The testis was bivalved to show a hemorrhagic, well-defined, soft, dark red lesion (figure 3).

Scrotal ultrasound:

Gross image:

Micro images:

Additional images:

What is your diagnosis?

Testicular necrotizing vasculitis

Microscopic examination of the lesion revealed focal hemorrhage with early organization and small arteries around the area of hemorrhage showing necrotizing vasculitis.

Necrotizing vasculitis is a systemic disease which manifests as inflammation of arteries with fibrinoid necrosis and fibrosis of the vascular wall. It can be associated with a variety of other entities or may be idiopathic (Cardiovascular Pathology 1994;3:197). While necrotizing vasculitis can involve any organ (PubMed Health), isolated testicular involvement is rare and can pose diagnostic difficulties, especially in the absence of clinical and laboratory evidence of systemic involvement (World J Surg Oncol 2011;9:63).

Polyarteritis nodosa (PAN) is the most common form of testicular vasculitis, predominantly seen in the fourth to sixth decades of life. It is often associated with hepatitis B virus and human immunodeficiency virus. Although 60% to 86% of patients with PAN show testicular involvement at autopsy (ScientificWorldJournal 2010;10:1915), testicular symptoms are present in less than 20% of patients (Hum Pathol 1988;19:186). Other vasculitides that may involve the testes include granulomatosis with polyangiitis (Wegener's), Henoch-Schonlein purpura, giant cell arteritis and various autoimmune connective tissue disorders such as systemic lupus erythematosis (J Urol 2006;176:2682).

Testicular vasculitis can present with acute onset of pain and swelling, presumably related to intra-testicular hemorrhage (Ir Med J 2006;99:27). Systemic disease is frequently already present at the time of initial presentation of testicular vasculitis or develops shortly thereafter. Some cases, however, remain isolated to the testes with no evidence of progression to systemic disease (J Clin Pathol 1994;47:1121). It is, therefore, unclear whether isolated testicular vasculitis represents an early site of involvement by systemic disease or a separate entity (World J Surg Oncol 2011;9:63). Only several cases of isolated testicular vasculitis were reported in the literature and a presentation suggestive of a testicular neoplasm is even less common (J Clin Pathol 1994;47:1121). Since testicular biopsy is contraindicated when malignancy is suspected, the diagnosis is usually reported post-orchiectomy in these cases (ScientificWorldJournal 2010;10:1915, Urology 2003;61:1035).

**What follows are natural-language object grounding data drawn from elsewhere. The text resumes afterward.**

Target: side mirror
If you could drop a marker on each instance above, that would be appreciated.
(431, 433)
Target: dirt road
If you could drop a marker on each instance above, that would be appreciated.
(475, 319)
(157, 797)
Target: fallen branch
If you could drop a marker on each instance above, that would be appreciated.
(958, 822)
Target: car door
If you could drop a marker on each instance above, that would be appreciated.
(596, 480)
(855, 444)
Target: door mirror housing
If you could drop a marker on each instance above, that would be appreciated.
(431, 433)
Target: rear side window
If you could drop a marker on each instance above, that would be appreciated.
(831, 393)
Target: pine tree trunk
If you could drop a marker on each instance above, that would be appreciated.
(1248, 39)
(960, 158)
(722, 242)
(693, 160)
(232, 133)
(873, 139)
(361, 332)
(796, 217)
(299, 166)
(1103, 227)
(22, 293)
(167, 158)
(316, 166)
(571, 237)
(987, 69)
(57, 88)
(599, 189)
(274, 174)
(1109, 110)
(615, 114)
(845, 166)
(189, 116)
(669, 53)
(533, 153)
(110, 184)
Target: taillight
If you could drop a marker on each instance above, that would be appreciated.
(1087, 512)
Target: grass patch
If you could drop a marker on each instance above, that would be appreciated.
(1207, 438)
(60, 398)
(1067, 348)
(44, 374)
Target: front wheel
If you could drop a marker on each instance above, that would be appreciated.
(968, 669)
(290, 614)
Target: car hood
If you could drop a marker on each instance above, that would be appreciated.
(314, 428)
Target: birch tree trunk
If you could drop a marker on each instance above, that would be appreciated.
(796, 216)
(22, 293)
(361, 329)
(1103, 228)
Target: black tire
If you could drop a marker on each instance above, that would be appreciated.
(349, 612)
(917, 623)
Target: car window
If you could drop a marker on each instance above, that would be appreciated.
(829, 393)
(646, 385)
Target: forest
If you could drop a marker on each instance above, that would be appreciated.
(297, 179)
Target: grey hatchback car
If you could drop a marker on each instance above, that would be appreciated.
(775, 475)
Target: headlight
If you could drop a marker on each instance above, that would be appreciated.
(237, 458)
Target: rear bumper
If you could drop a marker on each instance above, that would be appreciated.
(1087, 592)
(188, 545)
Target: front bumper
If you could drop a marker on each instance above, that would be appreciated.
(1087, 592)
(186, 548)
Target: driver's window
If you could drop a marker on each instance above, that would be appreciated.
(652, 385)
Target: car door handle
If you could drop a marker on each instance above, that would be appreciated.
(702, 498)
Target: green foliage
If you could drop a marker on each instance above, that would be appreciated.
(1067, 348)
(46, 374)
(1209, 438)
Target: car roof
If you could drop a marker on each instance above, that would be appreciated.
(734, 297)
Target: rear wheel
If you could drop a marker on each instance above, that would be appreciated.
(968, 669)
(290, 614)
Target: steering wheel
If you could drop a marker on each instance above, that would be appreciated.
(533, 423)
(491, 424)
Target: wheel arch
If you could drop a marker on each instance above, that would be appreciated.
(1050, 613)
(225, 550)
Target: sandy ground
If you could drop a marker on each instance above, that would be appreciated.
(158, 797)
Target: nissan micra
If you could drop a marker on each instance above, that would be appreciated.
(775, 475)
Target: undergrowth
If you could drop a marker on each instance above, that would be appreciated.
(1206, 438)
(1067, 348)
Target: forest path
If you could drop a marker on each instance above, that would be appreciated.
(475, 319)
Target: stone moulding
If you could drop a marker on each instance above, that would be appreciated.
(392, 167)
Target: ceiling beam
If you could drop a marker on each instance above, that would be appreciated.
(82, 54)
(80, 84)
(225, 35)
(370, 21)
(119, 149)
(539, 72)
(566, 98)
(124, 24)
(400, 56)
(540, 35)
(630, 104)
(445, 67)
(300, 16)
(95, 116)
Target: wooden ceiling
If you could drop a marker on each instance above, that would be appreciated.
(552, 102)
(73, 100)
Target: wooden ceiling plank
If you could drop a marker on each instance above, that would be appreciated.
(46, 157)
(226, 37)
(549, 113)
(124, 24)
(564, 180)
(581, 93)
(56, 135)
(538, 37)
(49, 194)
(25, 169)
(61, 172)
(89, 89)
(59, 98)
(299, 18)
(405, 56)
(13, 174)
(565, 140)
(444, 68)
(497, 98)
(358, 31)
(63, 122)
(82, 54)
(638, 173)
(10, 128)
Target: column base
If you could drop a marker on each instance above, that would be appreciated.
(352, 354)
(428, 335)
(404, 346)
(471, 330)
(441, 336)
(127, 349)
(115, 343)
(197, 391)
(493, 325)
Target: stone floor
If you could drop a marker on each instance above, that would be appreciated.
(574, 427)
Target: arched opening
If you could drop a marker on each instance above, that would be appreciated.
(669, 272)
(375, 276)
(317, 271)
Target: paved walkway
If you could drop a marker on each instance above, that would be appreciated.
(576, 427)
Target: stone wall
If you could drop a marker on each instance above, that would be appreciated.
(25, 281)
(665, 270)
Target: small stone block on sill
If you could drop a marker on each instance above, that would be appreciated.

Treatment options are still debated and frequently hinge on individual factors which need to be carefully considered in each patient. Immunosuppressive therapy has been administered to some of the patients. In other cases, careful follow-up to exclude progression to systemic disease was preferred (J Clin Pathol 1994;47:1121). Some authors have even postulated that the excision of the affected organ might be curative, obviating the need for pharmacologic therapy (ScientificWorldJournal 2010;10:1915). Close follow-up, including serology, is recommended since the risk of progression to systemic disease is unknown (J Clin Pathol 1994;47:1121).

Although uncommon, isolated necrotizing testicular vasculitis remains in the differential diagnosis of hypovascular testicular lesions. Long-term follow-up and additional research is needed in order to further elucidate the pathogenesis of isolated organ vasculitis and the subsequent risk of disease progression.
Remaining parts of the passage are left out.